Federated learning (FL) emerged as a new data-parallel machine learning (ML) technique, contributing missing links needed in the field of artificial intelligence to comply with restrictions concerning data privacy regulations. Besides enabling ML to dodge data privacy obstacles, it creates new opportunities by facilitating global knowledge discovery through training models using distributed datasets from different data providers and with different ownership and access rights. Such an approach advocates the creation of open models – an extension of the open data concept – where data required for open model construction can be open, closed, and a combination of both. FL open models (FLOMs) align with the usage of new disruptive technologies for achieving 'knowledge of the crowd' in supporting data-driven and evidence-based decision and policy-making, recognized as a third-generation eGovernance methodology. This article proposes a simple FL framework, with a step-by-step guide on implementing a FLOM accompanied by two examples that fall within the eGovernance domain.
We specify the FLOM framework as a blueprint for using FL in realization of open models with the following specification items: client data and requirements, an aggregation server, an Application Programming Interface (API) on the aggregation server, and a runnable ML model. A high-level description of the required individual data and computational capabilities of the client for participation within the learning process includes required data attributes, their frequency, and quantity, as well as possible additional qualitative data metrics. An aggregation server is required to create an aggregate value from a set of model weight client updates, followed by successfully notifying and disseminating the new global model weights to the participating clients. The API interface on the aggregation server consists of endpoints for receiving client model weight updates and disseminating the new global weights. Notably, the ML model used at the core of the FLOM process needs to take the predefined input values from the client and provide the appropriate model weights for the API endpoint on the aggregating server. FLOM is based on the typical FL process that takes four distinct steps per one iteration: in the first step, clients send their individual model updates, followed in the second step by aggregation of those updates on the aggregation server. The third step requires returning the aggregated model weights to the clients, who use that data in the final step to update their local models.
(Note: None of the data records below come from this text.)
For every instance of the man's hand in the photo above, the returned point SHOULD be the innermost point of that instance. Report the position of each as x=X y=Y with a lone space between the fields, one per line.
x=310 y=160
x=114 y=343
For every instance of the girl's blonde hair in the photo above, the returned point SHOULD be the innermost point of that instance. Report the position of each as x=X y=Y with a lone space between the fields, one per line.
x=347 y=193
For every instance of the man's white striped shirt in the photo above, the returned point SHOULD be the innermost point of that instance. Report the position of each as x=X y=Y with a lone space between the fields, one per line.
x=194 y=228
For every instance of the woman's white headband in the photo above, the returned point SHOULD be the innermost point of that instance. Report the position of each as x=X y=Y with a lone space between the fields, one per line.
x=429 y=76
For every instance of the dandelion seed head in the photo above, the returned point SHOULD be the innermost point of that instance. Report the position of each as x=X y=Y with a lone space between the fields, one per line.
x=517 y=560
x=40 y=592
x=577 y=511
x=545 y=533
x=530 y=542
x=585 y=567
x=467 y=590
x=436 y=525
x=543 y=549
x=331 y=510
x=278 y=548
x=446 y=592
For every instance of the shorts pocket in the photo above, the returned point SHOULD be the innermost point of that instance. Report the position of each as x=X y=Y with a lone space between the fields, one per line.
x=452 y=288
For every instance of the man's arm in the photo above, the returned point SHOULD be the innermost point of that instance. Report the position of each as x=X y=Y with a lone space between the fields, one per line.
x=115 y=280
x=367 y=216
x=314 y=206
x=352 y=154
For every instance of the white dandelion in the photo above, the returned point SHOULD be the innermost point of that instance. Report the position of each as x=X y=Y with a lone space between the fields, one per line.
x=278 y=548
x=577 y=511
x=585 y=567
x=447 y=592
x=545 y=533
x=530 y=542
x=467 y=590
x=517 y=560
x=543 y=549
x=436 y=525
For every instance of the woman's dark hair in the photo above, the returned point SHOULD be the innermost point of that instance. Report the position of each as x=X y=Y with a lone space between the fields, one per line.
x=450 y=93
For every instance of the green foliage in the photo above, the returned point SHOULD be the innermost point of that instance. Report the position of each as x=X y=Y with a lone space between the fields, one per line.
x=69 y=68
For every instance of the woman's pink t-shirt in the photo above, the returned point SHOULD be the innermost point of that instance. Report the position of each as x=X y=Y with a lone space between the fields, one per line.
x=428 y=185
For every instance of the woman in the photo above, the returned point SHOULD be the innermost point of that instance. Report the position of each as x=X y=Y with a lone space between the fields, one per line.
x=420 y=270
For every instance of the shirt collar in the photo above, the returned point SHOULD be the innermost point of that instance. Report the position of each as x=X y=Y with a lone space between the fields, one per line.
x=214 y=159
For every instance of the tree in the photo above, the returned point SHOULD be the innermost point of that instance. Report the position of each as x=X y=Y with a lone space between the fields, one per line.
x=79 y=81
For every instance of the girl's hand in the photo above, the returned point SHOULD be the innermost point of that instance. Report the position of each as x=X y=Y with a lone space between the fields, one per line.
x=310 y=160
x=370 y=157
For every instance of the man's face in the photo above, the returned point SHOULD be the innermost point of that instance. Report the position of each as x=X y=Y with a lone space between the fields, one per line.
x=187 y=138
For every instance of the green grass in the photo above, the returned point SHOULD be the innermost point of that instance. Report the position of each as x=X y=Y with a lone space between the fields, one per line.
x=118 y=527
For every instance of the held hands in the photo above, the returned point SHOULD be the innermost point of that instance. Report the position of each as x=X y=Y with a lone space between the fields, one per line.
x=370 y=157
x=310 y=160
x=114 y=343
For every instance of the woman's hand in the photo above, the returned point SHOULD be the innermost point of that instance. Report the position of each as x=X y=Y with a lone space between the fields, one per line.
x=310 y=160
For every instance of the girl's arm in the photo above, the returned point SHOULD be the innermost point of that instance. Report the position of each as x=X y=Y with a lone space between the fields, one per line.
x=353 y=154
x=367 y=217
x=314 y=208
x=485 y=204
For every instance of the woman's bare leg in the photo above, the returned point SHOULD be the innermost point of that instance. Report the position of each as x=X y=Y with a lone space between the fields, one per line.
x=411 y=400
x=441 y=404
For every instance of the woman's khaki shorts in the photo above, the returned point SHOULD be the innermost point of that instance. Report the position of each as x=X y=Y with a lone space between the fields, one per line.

We validated the potential of FLOM as a 3rd generation eGovernance tool using two different use cases; by comparing the quality of the data discovery with the confidential and private data available to the FL process and using only the data available to the typical centralized ML. The first use case revolves around a horizontally partitioned environment, with a goal of agricultural commodity price prediction by combining data from the EUROSTAT price index and FAO product import/export dataset. This data is partitioned on a country level, with each one being a distinct data unit. Using FLOM in this example allows individual producers to gain better information about the cost-effectiveness of producing each commodity. This new knowledge can be discovered without the need for producers to exchange their production cost data, often confidential. The second use case relies on the constructed dataset from the anonymized private data created for a loan approval task containing credit record data and some client-specific private data. By vertically separating the dataset into credit balance data and private data, we compare the gains achieved using FL with the knowledge extracted from the complete dataset versus using only the credit balance data.
Our validation of FL and open model approach, based on the two use cases from the domain of eGovernance, revealed significant gains compared to using the data available only to centralized ML techniques. With the introduction of the FLOM framework, we aim to facilitate the creation of new tools, services, and usage scenarios from various domains that were previously not practically possible or hard to achieve. In particular, we aim at usage scenarios that would allow the creation of new knowledge, in the form of open models, that combine both open and closed datasets and allow various parties to participate in the creation and usage of such open models.